Ni siquiera el dolor consigue unirnos. Lo estamos viendo estos días, con los episodios sincopados de filtraciones cruzadas y traiciones, escándalos, raleas. Lo estamos padeciendo, lo sufrimos. Pero tampoco es nuevo: hace apenas un mes, el recuerdo del asesinato de Miguel Ángel Blanco -que por una vez sí nos unió, sí consiguió la piña de una calle total que saliera al encuentro de los asesinos-- sólo sirvió para evidenciar, de nuevo, que España es el país con la distancia más corta entre la diferencia de criterio y la agresión latente. Entre medias, lo que puede ocurrir entre la causa aparente y la consecuencia inevitable, es el diálogo, y en España no se dialoga. Se grita, eso sí. Mucho. Se trata de pisar el argumento de quien se tiene enfrente. Se gasta más energía en intentar desbaratar lo que se nos explica -suponiendo que alguien, aún, pretenda convencer, y no machacar al adversario-- que en tratar de entenderlo. Los programas televisivos no son solamente una representación, un escenario más o menos pautado con unos frentes previos que nunca nos defraudan --cada grupo a un lado, como si en el mundo no existieran los matices--, sino un reflejo de una manera nuestra de ser y proceder. Si eres de izquierdas, pues eres de izquierdas. Y ya está. Si eres de derechas, eres de derechas. Y ya también. A los que están en medio se les acusa de tibios o de fachosos encubiertos. Y doblemente ya. Como si los tonos grises existieran únicamente en los planos gaseosos de las películas de Bogart. Como si todos fueran tonos oscuros o claros únicamente, igual que vestimentas de equipos enfrentados. Y además nos sirve para todo. Ahora, por ejemplo, el asunto parece ser la islamofobia, que es un racismo disfrazado de tendencia o patología sociológica. O estamos a favor de abrazar a cualquiera que nos llegue con un Corán en la mano o estamos deseosos de mandarlo de vuelta a su país, aunque sea tan español como nosotros. No hay un paso intermedio. No se habla de la crisis de refugiados, no se habla de las guerras, no se habla de que la primera población mundial en sufrir el terrorismo islamista es la población musulmana en sus países de origen. No, para qué. O buenista o xenófobo. No vayamos a hilar cuatro ideas seguidas, no vayamos a escucharnos y empezar a complicarnos la vida.
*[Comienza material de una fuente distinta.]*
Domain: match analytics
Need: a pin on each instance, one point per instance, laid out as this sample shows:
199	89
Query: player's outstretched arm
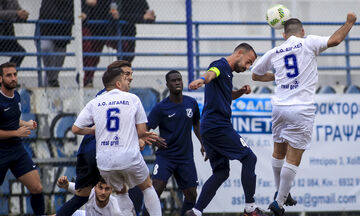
205	79
238	93
83	131
264	78
31	124
22	131
341	33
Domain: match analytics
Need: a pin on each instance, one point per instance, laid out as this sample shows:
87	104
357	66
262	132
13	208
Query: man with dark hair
120	122
222	143
293	110
100	202
10	10
176	115
13	155
87	173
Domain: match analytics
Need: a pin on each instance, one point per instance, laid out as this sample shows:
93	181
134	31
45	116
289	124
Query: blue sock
248	177
187	205
72	205
37	203
210	187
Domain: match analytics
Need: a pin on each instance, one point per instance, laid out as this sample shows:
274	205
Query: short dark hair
110	75
6	65
119	64
102	181
169	73
292	26
245	46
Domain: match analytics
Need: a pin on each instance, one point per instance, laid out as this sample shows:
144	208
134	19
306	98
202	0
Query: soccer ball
277	15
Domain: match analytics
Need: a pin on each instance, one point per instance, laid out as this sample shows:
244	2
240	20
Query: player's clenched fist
63	182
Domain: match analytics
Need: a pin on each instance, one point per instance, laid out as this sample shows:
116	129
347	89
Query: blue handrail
195	39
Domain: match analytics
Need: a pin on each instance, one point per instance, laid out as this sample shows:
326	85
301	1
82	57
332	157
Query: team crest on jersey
189	112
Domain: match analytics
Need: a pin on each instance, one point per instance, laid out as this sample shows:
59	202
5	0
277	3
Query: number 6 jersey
295	66
115	115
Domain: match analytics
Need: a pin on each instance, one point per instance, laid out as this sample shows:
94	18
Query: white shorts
293	124
131	176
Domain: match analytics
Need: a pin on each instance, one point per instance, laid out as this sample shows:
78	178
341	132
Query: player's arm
31	124
64	183
268	76
83	131
23	131
341	33
238	93
148	137
260	71
211	74
196	126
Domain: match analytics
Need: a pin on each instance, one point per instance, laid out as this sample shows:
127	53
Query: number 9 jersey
295	67
115	115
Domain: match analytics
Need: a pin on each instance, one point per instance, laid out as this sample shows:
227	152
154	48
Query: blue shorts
87	173
184	171
17	160
222	145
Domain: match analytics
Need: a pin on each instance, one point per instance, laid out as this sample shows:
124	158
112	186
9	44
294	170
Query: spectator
10	10
94	10
55	10
135	11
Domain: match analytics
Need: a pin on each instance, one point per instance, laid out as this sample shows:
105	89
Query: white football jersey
115	115
91	208
295	67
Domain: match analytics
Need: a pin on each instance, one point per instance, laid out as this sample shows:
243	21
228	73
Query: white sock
125	204
287	175
277	165
250	207
152	202
197	212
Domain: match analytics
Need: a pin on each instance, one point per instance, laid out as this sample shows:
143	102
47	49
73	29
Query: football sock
152	202
72	205
250	207
288	173
277	165
248	177
125	204
37	203
210	187
187	205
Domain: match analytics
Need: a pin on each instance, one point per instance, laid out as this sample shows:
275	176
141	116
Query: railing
196	52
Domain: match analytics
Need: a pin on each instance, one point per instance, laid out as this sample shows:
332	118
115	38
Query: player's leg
125	204
288	173
25	170
31	180
221	169
186	178
277	161
163	169
87	176
151	199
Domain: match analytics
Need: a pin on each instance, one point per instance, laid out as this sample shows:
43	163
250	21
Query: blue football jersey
175	122
217	105
10	111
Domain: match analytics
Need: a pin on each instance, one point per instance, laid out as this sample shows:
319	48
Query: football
277	15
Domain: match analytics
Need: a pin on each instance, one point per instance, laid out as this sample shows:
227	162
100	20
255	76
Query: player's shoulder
188	98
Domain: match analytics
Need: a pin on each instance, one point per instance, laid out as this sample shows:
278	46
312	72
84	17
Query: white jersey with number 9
295	67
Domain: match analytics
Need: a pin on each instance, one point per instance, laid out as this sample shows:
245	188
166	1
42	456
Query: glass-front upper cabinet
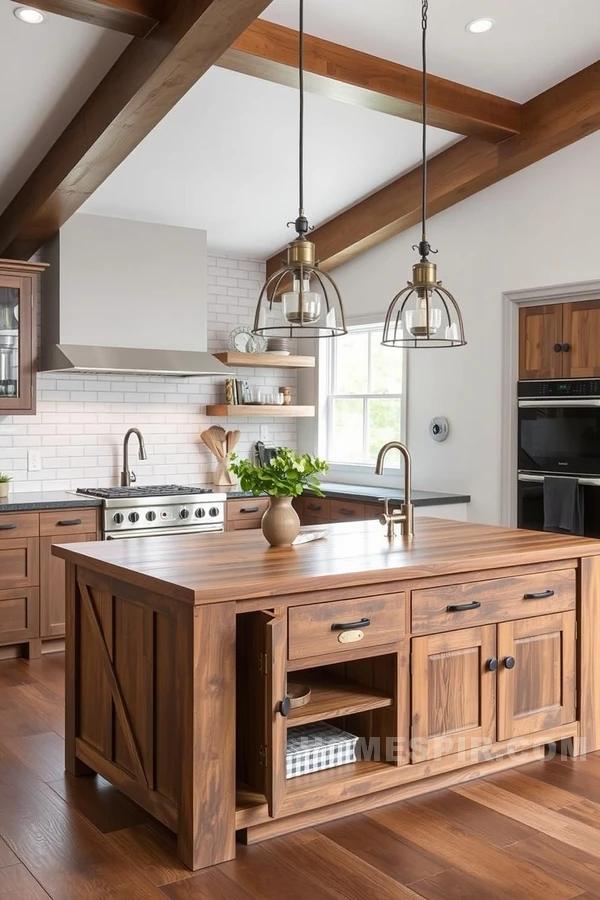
18	335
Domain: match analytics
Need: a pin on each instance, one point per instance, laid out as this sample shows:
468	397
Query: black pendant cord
424	10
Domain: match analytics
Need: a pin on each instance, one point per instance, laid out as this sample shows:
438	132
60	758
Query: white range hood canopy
126	297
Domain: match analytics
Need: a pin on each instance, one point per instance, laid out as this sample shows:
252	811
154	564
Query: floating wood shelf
328	701
243	410
265	360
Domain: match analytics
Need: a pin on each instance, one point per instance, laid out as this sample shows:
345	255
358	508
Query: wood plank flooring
528	834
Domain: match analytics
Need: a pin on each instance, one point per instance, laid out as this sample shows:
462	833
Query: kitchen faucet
127	476
405	515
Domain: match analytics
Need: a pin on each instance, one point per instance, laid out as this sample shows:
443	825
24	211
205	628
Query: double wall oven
559	434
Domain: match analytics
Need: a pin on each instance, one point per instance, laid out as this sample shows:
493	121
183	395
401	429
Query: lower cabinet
480	685
52	583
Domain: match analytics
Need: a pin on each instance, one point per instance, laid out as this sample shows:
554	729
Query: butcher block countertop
206	568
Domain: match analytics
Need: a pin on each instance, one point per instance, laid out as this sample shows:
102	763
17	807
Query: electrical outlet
34	461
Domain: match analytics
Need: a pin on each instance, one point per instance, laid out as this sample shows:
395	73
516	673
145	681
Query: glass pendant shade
299	300
423	314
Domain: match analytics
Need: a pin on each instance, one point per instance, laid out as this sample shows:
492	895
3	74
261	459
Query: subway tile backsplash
81	420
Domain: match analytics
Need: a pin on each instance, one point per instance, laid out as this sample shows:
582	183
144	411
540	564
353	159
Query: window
365	403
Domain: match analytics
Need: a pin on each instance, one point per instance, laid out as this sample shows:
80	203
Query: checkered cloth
317	746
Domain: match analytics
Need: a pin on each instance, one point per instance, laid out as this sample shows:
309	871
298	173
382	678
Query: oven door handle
591	482
558	404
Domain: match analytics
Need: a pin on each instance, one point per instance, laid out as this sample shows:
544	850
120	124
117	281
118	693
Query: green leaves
286	475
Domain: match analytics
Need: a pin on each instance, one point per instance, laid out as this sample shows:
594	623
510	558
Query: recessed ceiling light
29	16
480	26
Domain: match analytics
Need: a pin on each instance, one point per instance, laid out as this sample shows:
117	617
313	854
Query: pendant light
299	300
424	314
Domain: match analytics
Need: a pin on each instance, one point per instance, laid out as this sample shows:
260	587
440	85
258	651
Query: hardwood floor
528	834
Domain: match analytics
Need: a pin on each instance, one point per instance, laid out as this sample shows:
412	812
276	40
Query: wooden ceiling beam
136	17
270	51
145	83
551	121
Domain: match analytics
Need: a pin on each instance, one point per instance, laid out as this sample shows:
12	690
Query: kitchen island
463	651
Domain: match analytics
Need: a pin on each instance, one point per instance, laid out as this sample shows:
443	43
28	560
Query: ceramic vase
280	523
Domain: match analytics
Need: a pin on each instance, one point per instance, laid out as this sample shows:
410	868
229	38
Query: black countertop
371	494
28	502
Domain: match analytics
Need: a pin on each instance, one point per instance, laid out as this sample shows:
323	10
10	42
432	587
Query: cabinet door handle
284	706
462	607
348	626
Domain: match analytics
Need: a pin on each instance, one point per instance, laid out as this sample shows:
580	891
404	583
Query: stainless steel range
158	510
Pensar, leer y escribir es complicarse la vida para luego poder desmadejarla. Por eso en España escribir es llorar, que decía Larra: y leer, y escribir crítica literaria, y editar. Salir de la patada al dios del fútbol, dejar de comentar la última sanción de Cristiano Ronaldo es aquí tocar la Ilustración. Y mientras, vamos a sacudirnos. No importan los motivos, siempre que podamos coger un buen garrote para homenajear permanentemente a Goya. Ahora, también la manifestación en Barcelona. Antes, la comparecencia del jefe de los Mossos. Cualquier coartada es buena: Miguel Ángel Blanco, tratar de convencernos de que representaba --¿por qué?-- a todas las víctimas. Y mucho antes también el 11-M: qué matraca nos dieron con la conspiración, enfrentando a la gente, que estaban las aceras y los taxis que echaban chispas por las mañanas, cuando aquello ya era, y así se ha visto, una antesala más del pavor que hoy nos lacera.

Es igual cada día, cualquier tema: pase lo que pase, sea lo que sea, nos vamos a enfrentar. No dialogaremos absolutamente nada. Lanzaremos cada uno todos nuestros discursos como si fueran piedras, pensando en imponer, no en sugerir, ni en abrir una puerta hacia un pasillo que nos lleve a una habitación conjunta, amplia y confortable, con sitio para todos. Hasta la Transición se ha puesto en jaque, y Alberto Garzón, valiente retroactivo, ha calificado a sus mayores, el PC de entonces, como una izquierda domesticada. Luego un lerdo en Sabadell tacha de franquista no sólo a Antonio Machado, que ya es un «manifiesto subnormal» y no en la tradición de Manuel Vázquez Montalbán, ¡sino también a Góngora y Quevedo! Esto es España. Inventar una razón para no ponernos de acuerdo, incluso en las contadas ocasiones en que, milagrosamente, lo estamos: véase, como hablábamos arriba, la propia Transición, modélica para el resto del universo pero una especie de farsa de sofá para la nueva intelectualidad revisionista.

Vivimos en el grito. Y como está comprobado que el diálogo no va con nosotros, sería una maravilla abandonar de una vez toda esta discusión, que nunca llegará a nada. Podríamos intentar ser brillantes en algo, aunque sea en el silencio sepulcral de la tierra.